Ashdown heralds era of reform

Paddy Ashdown yesterday greeted a "seismic shift" in British politics and looked forward to the possibility of a "great Parliament of reform".

Mr Ashdown, at the head of an election campaign which ruthlessly targeted winnable seats and ignored hopeless cases, celebrated the election of 45 Liberal Democrat MPs compared with 20 at the last election. The Liberal Democrat leader pointed out that it was the best result for any third party since 1929.

While the Liberal Democrats' share of the national vote was slightly below the 18 per cent achieved in 1992, the focused nature of the election strategy enabled them to pick up most of the 50 seats they targeted. Party officials argued, however, that a fairer electoral system would have doubled the Liberal Democrat representation.

Mr Ashdown said: "The Conservatives have suffered an election catastrophe of earthquake proportions. No doubt they will now understand the injustice of the first past the post electoral system."

Mr Ashdown's aides emphasised Tony Blair's recently reaffirmed pledge to set up a commission to investigate proportional representation as a means of electing MPs.

The timetable agreed by both Labour and the Liberal Democrats would mean that a commission on the issue would report in a year's time and there would be a referendum on its recommendations within two years. Depending on the result of the plebiscite, the Liberal Democrats say that a new system would be in place by the next general election.

Mr Ashdown pointed out that two-thirds of the new House of Commons was committed to the establishment of the commission and that Liberal Democrat MPs would co-operate with the Government to ensure that the process went ahead as agreed.

The Liberal Democrat leader said his party would assist the new administration where that was possible and provide "vigorous opposition" when it was required. They would be a "constructive opposition".

He also said his party would now make a far more effective opposition than the Conservatives who would be preoccupied with internal arguments.

Asked by journalists at yesterday's final press conference what he thought of Mr Major's powers of leadership, Mr Ashdown said he had fought "an honourable - almost lonely campaign". And he added: "Anyone who has watched it cannot but admire his personal determination and his personal courage. It has been a remarkable sight. He is a decent man leading what is a terrible party."

Liberal Democrat strategists yesterday claimed the result as a triumph for its policy of targeting marginal constituencies. They had also tried to persuade the electorate that they could be "winners" - emphasising the fact that they were the second largest party in local government.

Chris Rennard, the party's director of campaigns and elections, said that party had also clarified what it stood for. In the 1992, the Liberal Democrats had emphasised their policies on constitutional reform and the doctrine of "equidistance" between Labour and Conservatives. This time they had hammered home their commitment to education and health and were open about the need for more tax to finance it.

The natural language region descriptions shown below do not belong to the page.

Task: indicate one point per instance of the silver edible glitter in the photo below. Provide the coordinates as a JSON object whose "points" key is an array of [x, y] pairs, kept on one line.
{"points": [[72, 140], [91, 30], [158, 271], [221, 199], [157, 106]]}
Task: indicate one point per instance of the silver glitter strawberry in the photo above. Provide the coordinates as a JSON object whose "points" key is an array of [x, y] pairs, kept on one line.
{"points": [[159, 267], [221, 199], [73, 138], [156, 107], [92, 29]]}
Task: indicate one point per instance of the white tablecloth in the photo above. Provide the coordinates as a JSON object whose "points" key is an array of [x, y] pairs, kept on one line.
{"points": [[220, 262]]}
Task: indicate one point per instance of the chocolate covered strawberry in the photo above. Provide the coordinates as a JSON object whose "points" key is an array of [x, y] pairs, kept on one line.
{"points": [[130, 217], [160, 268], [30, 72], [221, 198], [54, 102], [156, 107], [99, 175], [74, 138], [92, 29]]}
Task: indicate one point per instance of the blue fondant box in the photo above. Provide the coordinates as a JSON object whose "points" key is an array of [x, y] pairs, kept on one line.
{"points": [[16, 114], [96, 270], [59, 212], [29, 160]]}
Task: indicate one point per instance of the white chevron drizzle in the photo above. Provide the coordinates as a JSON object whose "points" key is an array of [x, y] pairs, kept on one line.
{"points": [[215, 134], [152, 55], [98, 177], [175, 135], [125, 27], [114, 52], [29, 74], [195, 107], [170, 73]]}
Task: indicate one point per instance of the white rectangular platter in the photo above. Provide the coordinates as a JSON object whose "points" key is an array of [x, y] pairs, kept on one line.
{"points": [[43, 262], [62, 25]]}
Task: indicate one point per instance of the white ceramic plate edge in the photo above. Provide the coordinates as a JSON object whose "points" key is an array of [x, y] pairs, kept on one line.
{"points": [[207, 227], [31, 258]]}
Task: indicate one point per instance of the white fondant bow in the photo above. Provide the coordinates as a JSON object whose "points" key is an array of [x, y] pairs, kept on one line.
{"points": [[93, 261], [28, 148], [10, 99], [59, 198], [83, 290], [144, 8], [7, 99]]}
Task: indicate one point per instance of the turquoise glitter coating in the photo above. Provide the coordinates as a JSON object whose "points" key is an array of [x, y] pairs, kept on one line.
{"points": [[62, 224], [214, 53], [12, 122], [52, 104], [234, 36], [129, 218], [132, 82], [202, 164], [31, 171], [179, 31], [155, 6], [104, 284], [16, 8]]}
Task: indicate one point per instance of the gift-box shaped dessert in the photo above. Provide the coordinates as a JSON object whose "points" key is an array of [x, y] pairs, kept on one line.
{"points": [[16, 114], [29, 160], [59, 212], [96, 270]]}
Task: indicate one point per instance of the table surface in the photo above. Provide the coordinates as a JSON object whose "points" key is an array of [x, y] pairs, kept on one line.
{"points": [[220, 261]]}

Mr Ashdown was prominent on the hustings and his reputation for integrity and his tireless campaigning had proved a vote-winner, Mr Rennard said.

In Taunton, for example, the Liberal Democrats were 3,336 behind the Tories in the 1992 election, securing 41 per cent of the vote, compared with the Tories' 46 per cent. This time, Jackie Ballard, the Liberal Democrat candidate, got 43 per cent of the vote to the Tories' 39 per cent. "We knew we could win if people thought we could win," said Mr Rennard.

In some editions yesterday, we wrongly reported that Simon Hughes, the Liberal Democrats' health spokesman, had lost his Southwark North and Bermondsey seat. In fact, Mr Hughes won by a margin of 3,400 over Labour.